In this report, we described the case of a 23-year-old Chinese man who developed KD with nephrotic syndrome 3 years after the appearance of a tumor-like subcutaneous mass. The subcutaneous mass was located in the right arm, which is atypical for KD.

There is no consensus regarding the optimal treatment for KD. Treatment options include surgical excision, corticosteroids, chemotherapeutic agents, and radiotherapy [4]. Although KD is benign, it is prone to recurrence [5] and can be disfiguring. Corticosteroids are particularly applicable for cases of KD with renal involvement. In the present case, we observed a good response to 3 days of intravenous methylprednisolone (80 mg/day) with subsequent oral methylprednisolone (36 mg/day), and therefore proceeded to taper the methylprednisolone dosage to a long-term maintenance dose (8 mg/day). At the time of writing this report, this regimen appears to have prevented a relapse of KD.

The pathological mechanism of renal involvement in KD is not yet known. Various renal pathologies may present in KD associated with nephrotic syndrome, including minimal change disease [6], mesangio-proliferative glomerulonephritis [7], membranous nephropathy [8], FSGS, IgA nephropathy, IgM nephropathy, and IgE nephropathy. Inexplicably, we observed the complete remission of the nephrotic syndrome in this patient within 6 days of commencing corticosteroid treatment. This is remarkably rapid given that the average remission time for FSGS in primary nephrotic syndrome patients treated with corticosteroids is 4 months.

Rare diseases are likely to be misdiagnosed as doctors lack the required clinical experience. This can often result in a long interval between the onset of symptoms and the correct diagnosis [9], which prevents the initiation of prompt treatment. In this patient, 3 years elapsed before he was diagnosed correctly.
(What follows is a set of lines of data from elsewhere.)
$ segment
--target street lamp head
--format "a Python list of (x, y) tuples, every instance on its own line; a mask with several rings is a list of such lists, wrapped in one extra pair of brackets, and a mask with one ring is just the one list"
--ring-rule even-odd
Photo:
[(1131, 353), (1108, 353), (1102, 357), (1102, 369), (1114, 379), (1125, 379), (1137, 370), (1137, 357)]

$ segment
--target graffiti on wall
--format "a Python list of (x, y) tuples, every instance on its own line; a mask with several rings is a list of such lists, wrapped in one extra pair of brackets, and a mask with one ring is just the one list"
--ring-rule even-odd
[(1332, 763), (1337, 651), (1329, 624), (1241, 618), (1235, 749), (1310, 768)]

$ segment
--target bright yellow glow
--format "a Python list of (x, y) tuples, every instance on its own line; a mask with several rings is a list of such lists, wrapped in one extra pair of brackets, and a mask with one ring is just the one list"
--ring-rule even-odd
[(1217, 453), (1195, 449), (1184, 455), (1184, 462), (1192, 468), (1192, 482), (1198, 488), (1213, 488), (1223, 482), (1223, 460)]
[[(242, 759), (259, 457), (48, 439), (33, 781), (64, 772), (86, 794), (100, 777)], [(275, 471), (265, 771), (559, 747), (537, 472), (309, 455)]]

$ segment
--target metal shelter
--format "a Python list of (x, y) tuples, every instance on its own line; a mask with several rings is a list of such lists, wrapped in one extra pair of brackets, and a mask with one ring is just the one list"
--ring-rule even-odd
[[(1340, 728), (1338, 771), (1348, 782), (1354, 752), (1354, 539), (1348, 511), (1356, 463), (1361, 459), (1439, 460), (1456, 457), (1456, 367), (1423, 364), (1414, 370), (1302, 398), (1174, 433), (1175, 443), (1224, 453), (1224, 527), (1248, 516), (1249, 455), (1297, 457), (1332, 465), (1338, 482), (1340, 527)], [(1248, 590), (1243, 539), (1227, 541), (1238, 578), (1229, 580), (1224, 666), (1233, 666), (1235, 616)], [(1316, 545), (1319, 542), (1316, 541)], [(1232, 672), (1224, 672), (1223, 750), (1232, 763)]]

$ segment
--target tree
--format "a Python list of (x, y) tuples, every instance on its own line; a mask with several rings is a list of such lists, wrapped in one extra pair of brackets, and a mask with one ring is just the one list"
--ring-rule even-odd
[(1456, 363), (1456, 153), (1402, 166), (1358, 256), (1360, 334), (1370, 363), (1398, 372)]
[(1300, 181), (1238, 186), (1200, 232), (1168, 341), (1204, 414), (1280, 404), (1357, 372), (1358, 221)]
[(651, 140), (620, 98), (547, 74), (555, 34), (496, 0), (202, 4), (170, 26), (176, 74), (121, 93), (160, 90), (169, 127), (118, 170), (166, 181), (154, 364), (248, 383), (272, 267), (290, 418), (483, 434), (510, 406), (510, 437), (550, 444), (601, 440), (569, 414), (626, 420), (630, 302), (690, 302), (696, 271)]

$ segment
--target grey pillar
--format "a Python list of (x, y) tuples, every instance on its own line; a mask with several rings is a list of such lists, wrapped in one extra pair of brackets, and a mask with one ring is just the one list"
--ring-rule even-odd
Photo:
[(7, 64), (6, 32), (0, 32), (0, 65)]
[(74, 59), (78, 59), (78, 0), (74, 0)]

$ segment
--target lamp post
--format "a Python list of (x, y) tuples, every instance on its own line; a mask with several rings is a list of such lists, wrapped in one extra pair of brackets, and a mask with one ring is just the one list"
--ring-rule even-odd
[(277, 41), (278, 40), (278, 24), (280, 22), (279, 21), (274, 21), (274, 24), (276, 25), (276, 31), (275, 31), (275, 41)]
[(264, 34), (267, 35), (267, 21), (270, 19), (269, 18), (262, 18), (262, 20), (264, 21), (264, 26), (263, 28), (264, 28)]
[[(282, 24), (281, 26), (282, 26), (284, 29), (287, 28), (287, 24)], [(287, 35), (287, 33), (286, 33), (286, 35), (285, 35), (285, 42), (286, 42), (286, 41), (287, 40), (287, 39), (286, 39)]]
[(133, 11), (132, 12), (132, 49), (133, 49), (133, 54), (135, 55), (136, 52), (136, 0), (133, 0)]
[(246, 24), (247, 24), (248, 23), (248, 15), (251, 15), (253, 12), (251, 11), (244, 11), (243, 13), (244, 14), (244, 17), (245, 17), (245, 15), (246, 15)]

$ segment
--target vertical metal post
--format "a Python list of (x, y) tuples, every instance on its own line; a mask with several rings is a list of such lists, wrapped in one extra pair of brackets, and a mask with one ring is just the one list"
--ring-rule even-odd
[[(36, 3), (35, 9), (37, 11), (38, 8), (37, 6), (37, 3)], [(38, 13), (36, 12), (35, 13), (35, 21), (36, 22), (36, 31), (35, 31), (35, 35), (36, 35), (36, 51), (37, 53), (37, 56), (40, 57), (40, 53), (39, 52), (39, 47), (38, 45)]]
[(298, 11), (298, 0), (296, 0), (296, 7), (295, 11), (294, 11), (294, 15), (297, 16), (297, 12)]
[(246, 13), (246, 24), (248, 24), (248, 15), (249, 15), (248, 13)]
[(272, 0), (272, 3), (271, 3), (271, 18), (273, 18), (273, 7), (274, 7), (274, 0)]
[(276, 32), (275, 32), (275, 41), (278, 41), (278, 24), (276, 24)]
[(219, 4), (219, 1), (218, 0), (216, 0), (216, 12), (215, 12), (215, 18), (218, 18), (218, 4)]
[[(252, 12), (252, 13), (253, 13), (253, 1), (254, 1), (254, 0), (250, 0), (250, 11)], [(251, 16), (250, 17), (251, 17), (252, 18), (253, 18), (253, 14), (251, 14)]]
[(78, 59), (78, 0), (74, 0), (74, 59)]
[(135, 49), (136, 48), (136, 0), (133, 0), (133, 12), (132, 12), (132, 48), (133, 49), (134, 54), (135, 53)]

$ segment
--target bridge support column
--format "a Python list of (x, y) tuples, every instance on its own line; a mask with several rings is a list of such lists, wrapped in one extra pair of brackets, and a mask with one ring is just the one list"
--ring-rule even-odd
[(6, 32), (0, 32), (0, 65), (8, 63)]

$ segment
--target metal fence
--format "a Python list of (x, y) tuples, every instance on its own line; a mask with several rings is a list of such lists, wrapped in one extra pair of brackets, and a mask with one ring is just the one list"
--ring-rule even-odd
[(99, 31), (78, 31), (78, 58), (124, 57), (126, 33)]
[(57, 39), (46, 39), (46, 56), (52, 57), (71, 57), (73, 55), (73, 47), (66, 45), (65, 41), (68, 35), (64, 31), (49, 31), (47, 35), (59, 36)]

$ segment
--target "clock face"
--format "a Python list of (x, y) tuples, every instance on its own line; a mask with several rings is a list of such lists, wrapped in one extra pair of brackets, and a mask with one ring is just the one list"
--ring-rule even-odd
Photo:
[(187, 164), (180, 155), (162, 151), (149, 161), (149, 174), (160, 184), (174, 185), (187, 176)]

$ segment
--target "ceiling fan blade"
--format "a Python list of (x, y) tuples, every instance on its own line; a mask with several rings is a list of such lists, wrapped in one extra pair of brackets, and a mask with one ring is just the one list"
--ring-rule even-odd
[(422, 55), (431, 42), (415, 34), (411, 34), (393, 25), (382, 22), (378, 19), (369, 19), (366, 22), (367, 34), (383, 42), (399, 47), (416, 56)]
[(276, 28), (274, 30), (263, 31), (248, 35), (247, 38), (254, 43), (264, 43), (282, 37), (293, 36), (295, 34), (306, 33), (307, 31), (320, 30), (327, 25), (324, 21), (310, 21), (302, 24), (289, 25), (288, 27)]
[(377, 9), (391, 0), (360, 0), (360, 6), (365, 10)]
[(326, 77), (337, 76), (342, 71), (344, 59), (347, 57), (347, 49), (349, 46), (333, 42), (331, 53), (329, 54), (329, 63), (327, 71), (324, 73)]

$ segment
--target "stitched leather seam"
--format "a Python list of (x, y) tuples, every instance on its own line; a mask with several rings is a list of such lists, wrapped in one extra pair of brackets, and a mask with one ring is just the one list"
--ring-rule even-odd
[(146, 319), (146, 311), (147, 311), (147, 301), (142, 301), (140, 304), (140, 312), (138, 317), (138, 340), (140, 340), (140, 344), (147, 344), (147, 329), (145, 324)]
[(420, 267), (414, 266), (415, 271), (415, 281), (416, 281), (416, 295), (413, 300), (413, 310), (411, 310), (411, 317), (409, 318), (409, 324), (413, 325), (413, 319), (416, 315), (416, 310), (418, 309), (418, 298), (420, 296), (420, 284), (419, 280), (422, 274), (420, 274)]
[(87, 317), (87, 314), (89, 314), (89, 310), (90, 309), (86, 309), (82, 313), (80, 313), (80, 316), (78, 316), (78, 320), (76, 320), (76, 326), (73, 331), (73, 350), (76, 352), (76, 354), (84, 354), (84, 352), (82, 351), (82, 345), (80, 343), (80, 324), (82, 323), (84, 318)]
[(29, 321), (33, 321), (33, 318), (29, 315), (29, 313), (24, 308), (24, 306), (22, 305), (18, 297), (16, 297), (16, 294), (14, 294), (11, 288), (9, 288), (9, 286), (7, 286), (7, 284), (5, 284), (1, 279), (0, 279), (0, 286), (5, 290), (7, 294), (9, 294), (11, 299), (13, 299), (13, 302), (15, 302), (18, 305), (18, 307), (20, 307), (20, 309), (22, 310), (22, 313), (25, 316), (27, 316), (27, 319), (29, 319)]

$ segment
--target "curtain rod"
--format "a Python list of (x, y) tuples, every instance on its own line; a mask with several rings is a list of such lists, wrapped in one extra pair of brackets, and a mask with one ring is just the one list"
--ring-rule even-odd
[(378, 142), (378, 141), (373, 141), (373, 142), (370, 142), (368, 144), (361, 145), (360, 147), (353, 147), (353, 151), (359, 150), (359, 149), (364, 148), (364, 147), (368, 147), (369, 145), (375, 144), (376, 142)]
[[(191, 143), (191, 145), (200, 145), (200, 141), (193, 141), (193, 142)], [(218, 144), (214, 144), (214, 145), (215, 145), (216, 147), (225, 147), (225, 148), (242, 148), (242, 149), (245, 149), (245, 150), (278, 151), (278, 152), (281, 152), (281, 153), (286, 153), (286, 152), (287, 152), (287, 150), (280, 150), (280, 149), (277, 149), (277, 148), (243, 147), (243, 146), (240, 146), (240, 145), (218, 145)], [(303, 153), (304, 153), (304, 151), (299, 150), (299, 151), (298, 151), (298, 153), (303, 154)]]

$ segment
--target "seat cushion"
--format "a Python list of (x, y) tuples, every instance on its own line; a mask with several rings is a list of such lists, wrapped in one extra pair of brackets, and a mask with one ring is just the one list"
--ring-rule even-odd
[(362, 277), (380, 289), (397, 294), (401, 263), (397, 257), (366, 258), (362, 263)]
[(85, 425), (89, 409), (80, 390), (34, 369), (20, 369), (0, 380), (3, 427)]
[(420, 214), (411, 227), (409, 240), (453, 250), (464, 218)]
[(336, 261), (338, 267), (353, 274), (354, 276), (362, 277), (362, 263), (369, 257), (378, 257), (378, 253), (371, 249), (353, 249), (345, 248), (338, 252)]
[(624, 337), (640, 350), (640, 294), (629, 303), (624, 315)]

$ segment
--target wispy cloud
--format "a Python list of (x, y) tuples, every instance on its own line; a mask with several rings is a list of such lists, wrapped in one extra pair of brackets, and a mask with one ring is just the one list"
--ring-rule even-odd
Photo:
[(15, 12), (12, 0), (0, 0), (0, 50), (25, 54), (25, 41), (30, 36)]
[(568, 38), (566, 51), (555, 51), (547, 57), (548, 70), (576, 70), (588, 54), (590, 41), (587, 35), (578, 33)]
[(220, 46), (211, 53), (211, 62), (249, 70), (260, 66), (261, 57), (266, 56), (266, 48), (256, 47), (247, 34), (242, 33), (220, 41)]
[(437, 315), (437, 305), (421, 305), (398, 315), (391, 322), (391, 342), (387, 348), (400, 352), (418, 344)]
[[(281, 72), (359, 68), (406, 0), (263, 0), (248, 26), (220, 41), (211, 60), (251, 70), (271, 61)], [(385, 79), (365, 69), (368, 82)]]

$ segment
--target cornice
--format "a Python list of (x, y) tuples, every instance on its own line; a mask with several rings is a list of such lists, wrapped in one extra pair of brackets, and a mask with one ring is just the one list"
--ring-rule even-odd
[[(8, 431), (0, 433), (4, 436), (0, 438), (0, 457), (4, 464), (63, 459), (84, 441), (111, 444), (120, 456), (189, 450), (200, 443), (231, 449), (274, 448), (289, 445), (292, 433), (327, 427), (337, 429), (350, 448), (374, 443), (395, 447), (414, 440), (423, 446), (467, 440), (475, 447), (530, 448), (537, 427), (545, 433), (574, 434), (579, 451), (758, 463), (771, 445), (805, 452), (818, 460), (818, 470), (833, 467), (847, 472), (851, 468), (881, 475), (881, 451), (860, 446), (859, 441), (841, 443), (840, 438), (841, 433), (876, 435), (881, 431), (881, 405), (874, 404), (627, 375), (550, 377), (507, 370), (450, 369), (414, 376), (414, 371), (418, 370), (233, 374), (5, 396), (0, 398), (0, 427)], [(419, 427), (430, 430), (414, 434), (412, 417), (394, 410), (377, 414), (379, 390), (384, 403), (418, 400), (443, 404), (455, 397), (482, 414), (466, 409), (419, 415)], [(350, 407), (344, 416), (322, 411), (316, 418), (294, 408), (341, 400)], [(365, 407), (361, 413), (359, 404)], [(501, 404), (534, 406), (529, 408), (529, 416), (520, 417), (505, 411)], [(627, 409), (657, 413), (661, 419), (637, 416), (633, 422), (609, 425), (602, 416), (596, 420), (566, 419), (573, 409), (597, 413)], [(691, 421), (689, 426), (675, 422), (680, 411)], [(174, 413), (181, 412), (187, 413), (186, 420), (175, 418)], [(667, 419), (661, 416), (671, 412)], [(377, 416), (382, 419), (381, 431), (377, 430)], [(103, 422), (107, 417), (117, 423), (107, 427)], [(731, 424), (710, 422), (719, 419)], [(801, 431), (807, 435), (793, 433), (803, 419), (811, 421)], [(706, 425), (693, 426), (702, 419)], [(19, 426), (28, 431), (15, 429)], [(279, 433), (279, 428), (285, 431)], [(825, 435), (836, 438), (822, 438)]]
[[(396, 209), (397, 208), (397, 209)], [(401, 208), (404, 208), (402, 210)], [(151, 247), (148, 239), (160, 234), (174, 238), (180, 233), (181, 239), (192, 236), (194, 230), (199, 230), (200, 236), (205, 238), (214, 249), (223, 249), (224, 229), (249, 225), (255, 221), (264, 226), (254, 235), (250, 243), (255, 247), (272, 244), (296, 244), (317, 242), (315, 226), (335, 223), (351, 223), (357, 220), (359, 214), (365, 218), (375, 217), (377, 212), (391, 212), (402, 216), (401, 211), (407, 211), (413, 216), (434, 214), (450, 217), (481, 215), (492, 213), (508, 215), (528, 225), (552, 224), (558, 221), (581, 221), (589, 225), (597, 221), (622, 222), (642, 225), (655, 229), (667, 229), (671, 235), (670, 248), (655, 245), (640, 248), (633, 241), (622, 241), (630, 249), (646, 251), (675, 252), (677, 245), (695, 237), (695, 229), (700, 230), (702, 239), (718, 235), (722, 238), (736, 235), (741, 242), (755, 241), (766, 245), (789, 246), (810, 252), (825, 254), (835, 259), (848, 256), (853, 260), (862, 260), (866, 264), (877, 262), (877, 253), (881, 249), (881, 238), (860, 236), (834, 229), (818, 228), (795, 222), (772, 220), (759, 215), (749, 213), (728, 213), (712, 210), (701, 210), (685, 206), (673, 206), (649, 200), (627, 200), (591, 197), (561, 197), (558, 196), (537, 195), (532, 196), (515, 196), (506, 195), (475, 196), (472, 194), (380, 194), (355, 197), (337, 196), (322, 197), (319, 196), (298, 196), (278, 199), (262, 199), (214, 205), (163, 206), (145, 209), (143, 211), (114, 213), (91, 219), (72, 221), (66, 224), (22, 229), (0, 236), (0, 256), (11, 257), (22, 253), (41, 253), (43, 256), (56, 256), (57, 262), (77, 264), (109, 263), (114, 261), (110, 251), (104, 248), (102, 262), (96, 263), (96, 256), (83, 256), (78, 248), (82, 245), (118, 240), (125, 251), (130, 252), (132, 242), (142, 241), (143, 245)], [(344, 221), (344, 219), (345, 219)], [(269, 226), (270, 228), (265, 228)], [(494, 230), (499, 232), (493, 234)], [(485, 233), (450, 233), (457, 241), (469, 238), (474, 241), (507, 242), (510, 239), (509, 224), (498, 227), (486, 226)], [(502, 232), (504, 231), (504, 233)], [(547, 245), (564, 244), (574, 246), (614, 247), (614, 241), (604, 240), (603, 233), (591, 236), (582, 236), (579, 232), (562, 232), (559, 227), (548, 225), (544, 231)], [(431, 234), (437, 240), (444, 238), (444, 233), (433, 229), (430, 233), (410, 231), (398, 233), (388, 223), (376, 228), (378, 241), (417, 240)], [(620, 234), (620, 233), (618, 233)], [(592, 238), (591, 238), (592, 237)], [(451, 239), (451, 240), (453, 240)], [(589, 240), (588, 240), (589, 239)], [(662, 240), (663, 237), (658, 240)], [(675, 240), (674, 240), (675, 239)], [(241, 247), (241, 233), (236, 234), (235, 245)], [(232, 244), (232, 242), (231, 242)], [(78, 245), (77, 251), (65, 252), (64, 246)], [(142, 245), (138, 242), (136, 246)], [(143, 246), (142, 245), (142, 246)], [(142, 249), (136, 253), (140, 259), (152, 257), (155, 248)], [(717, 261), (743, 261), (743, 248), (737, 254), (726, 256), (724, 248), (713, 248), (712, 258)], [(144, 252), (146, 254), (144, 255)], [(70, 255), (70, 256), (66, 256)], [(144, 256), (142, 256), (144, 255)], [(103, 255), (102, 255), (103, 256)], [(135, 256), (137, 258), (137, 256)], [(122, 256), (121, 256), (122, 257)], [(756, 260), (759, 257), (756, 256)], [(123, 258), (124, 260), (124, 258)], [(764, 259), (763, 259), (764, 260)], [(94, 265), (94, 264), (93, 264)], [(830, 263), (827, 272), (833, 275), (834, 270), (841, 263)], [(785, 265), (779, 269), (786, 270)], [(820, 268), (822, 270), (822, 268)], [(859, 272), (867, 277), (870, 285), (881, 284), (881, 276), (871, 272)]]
To reduce diagnostic errors, enhancing the awareness of rare diseases is necessary for doctors, in addition to having wide-ranging relevant knowledge and critical thinking abilities.

Conclusions

We describe a successful treatment of Kimura's disease associated with nephrotic syndrome in a patient with methylprednisolone, and prevention of Kimura's disease relapses with long-term administration of methylprednisolone at maintenance dose. Although we cannot conclude long-term administration of methylprednisolone is useful as an effective strategy to prevent relapses yet, our report suggests that further studies are required.

Consent

Written informed consent was obtained from the patient for publication of this case report and any accompanying images. A copy of the written consent is available for review by the Editor of this journal.